Pour les économies asiatiques les plus dépendantes des importations d’hydrocarbures, la baisse du baril est perçue comme un véritable bol d’air. En Inde, fortement tributaire du brut et du GNL moyen-orientaux, des experts d’instituts économiques locaux estiment que la correction des prix contribuera à réduire l’inflation importée, à stabiliser la roupie face au dollar et à soutenir l’activité manufacturière. Les exportations indiennes vers le Moyen-Orient, fortement perturbées par la guerre et les difficultés logistiques dans le Golfe, devraient également se redresser rapidement avec la normalisation graduelle du trafic maritime.

Bon à savoir :

Le Japon et la Corée du Sud, grands pays industriels sans ressources énergétiques locales, voient s’éloigner le spectre d’une crise d’approvisionnement majeure et d’une hausse des coûts pour leurs usines. La levée annoncée des blocus maritimes réduit la probabilité de scénarios extrêmes comme des rationnements ou des fermetures temporaires d’installations énergivores.

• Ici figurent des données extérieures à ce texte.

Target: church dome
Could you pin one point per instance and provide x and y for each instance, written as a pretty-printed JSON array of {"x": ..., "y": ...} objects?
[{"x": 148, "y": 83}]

Sur le front des changes, la détente géopolitique et le recul du baril ont entraîné un affaiblissement de l’indice du dollar, tombé à son plus bas niveau depuis le début du mois de juin, à 99,49 points. La plupart des devises asiatiques se sont raffermies, même si le yen japonais reste sous pression, oscillant encore autour de 160 yens pour un dollar.

Un optimisme prudent, sous la menace de risques persistants

Malgré l’enthousiasme initial, les analystes financiers et les experts en géopolitique appellent à la prudence. L’accord entre Washington et Téhéran n’est pour l’heure qu’un mémorandum temporaire de 60 jours. De nombreux paramètres peuvent encore compromettre sa transformation en paix durable, qu’il s’agisse de divergences persistantes sur le nucléaire, de désaccords autour des sanctions ou de questions techniques liées au contrôle international.

Attention :

Israël, hostile à tout compromis avec l’Iran, pourrait ne pas se considérer lié par cet accord et envisager des actions unilatérales risquant de raviver les tensions régionales.

Par ailleurs, la remise en route des flux physiques de pétrole repose sur des opérations complexes : sécurisation du détroit d’Ormuz, déminage, réparations d’infrastructures, reconfiguration des routes maritimes. Les intervenants du marché soulignent que la véritable normalisation de l’offre pourrait s’étaler sur plusieurs mois, laissant planer une certaine volatilité sur les cours.

Pour les marchés asiatiques, l’« Accord historique Iran-États-Unis : Impact sur le pétrole et les marchés asiatiques » marque néanmoins une rupture nette avec le scénario noir de ces derniers mois. La perspective d’un pétrole plus abondant et moins cher, combinée à une réduction des risques extrêmes au Moyen-Orient, offre un répit bienvenu à des économies déjà éprouvées par l’inflation énergétique. Reste à savoir si la fenêtre de 60 jours ouverte par ce compromis préliminaire suffira à transformer ce rebond de confiance en nouvelle trajectoire durable pour le pétrole et les Bourses d’Asie.